3. Research methodology
3.1. Data sources and descriptions
The data used in this study was obtained from the National Air Quality Monitoring Programme (NAMP) of the Central Pollution Control Board (CPCB) of India. The dataset covers daily air quality monitoring data from January 2020 to December 2024 for 10 major districts of India (Bengaluru, Chennai, Delhi, Hyderabad, Kolkata, Mumbai, Gwalior, Jaipur, Lucknow, Visakhapatnam).
Indicators of pollutants collected include:
• Fine particulate matter (PM2.5): Suspended particulate matter at the micron level with a particle size of ≤2.5 \( μm \) .
• PM10: Suspended particulate matter at the micron level with a particle size of ≤10 \( μm \) .
• Nitrogen dioxide (NO2)
• Ammonia (NH3)
• Sulfur dioxide (SO2)
• carbon monoxide (CO)
• ozone (O3)
The dataset contains a total of about 18,000 observation records, each containing date, area, concentration values of seven pollutants and AQI values calculated according to the Indian National Air Quality Standards.
3.2. Data preprocessing
Data preprocessing includes the following steps:
• Missing value processing: Missing data are filled in using Multiple Imputation to maintain data integrity;
• Outlier Detection: Identify and handle outliers using \( 3σ \) guidelines;
• Data normalization: The \( Min-Max \) normalization method was used to transform the concentration data for each pollutant into the interval [0,1]:
• \( {X_{norm}}=\frac{X-{X_{min}}}{{X_{max}}-{X_{min}}} \)

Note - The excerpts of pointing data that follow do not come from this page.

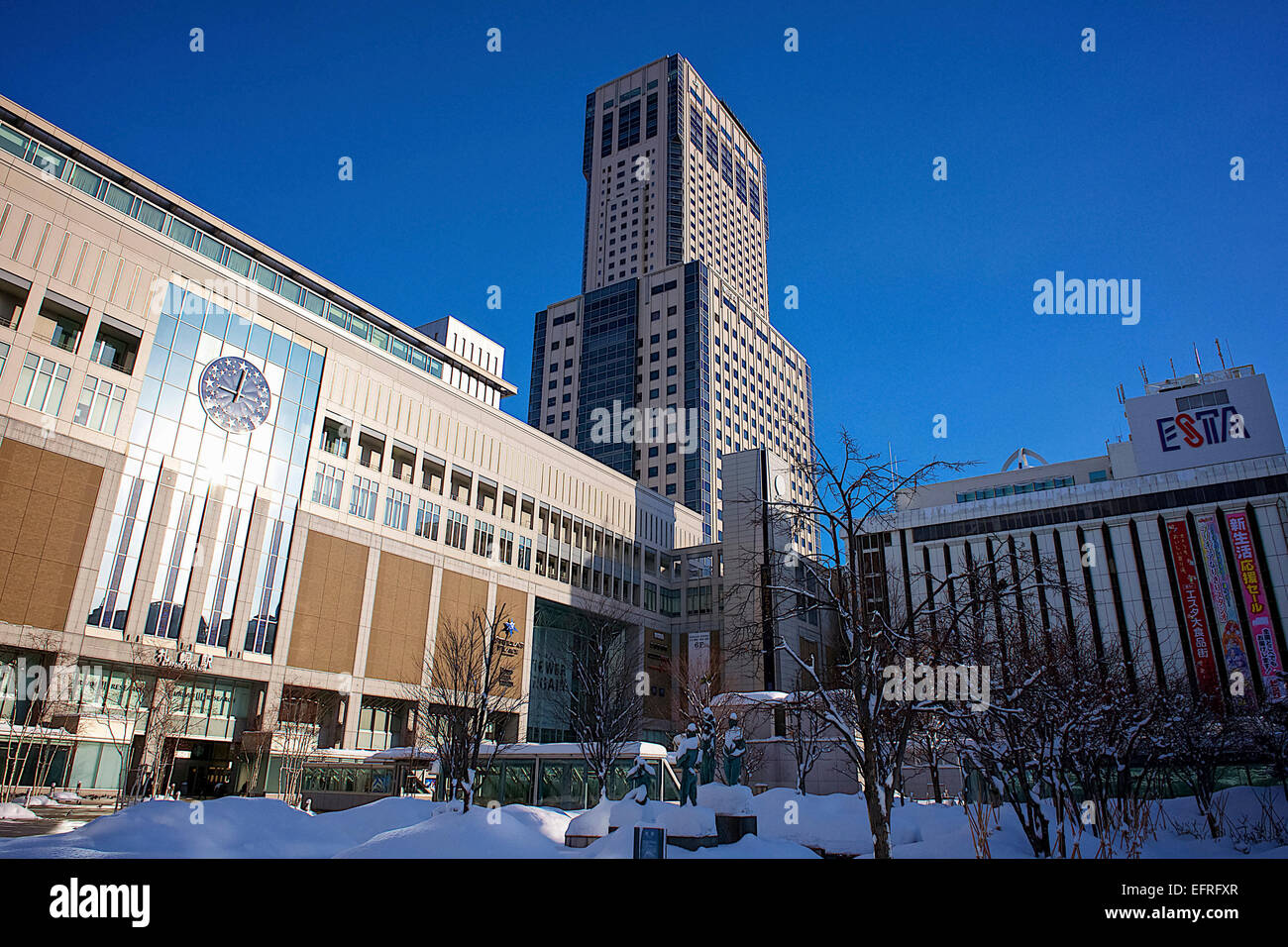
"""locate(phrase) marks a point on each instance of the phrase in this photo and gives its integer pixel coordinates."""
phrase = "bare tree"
(303, 715)
(606, 703)
(848, 500)
(1202, 738)
(806, 733)
(473, 693)
(29, 742)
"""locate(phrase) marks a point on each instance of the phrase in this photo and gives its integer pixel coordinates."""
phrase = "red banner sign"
(1192, 607)
(1257, 605)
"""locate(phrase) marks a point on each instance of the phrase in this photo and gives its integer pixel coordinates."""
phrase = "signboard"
(1192, 607)
(1211, 423)
(699, 654)
(649, 841)
(1261, 622)
(1224, 607)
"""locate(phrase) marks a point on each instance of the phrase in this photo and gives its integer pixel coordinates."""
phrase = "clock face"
(235, 394)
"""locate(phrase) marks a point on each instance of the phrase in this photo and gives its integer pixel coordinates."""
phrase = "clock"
(235, 394)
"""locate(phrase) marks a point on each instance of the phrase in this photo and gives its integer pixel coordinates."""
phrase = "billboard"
(1211, 423)
(1192, 607)
(1265, 644)
(1225, 611)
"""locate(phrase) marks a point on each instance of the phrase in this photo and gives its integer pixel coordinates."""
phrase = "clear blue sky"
(915, 295)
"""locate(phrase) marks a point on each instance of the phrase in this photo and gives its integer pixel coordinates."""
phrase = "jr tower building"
(673, 318)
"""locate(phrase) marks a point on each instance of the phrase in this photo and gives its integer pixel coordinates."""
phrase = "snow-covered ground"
(790, 826)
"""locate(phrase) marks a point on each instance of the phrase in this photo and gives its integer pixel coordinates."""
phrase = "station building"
(219, 467)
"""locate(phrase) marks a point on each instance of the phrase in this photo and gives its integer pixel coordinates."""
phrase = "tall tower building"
(671, 329)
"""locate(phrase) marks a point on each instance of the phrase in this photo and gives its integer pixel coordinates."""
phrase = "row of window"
(215, 250)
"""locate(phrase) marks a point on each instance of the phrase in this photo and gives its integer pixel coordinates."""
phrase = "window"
(115, 350)
(58, 325)
(426, 519)
(99, 405)
(458, 526)
(364, 499)
(327, 484)
(698, 599)
(335, 437)
(42, 384)
(372, 450)
(12, 299)
(483, 536)
(403, 463)
(397, 508)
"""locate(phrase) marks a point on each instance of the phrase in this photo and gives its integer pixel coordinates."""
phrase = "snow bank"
(789, 826)
(684, 821)
(726, 800)
(836, 823)
(510, 831)
(219, 828)
(592, 821)
(38, 800)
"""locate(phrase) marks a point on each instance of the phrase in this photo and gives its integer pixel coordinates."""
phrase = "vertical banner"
(1192, 607)
(699, 655)
(1224, 607)
(1257, 605)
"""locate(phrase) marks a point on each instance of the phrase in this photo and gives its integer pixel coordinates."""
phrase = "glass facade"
(197, 471)
(606, 369)
(697, 392)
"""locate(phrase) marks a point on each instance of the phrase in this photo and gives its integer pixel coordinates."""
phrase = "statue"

• AQI Calculation: Calculation of AQI values based on normalized pollutant concentration data as per the Indian National AQI calculation methodology;
• Data Segmentation: Randomly divide the data into training and testing sets in the ratio of 8:2 for model training and evaluation.
3.3. Research design
Three linear regression model configurations were designed for this study:
• Model 1 (full-parameter model): All seven pollutant indicators (PM2.5, PM10, NO2, NH3, SO2, CO, O3) were used as independent variables and AQI as the dependent variable;
• Model 2 (particulate matter model): PM2.5 and PM10 only as independent variables and AQI as dependent variable;
• Model 3 (non-particulate model): five indicators NO2, NH3, SO2, CO, O3 as independent variables and AQI as dependent variable
The general form of the linear regression model is: \( AQI={β_{0}}+{β_{1}}{X_{1}}+{β_{2}}{X_{2}}+…+{β_{n}}{X_{n}} \)
where \( {X_{i}} \) represents the \( i \) th pollutant indicator, \( {β_{i}} \) is the corresponding regression coefficient, and \( ε \) is the random error term.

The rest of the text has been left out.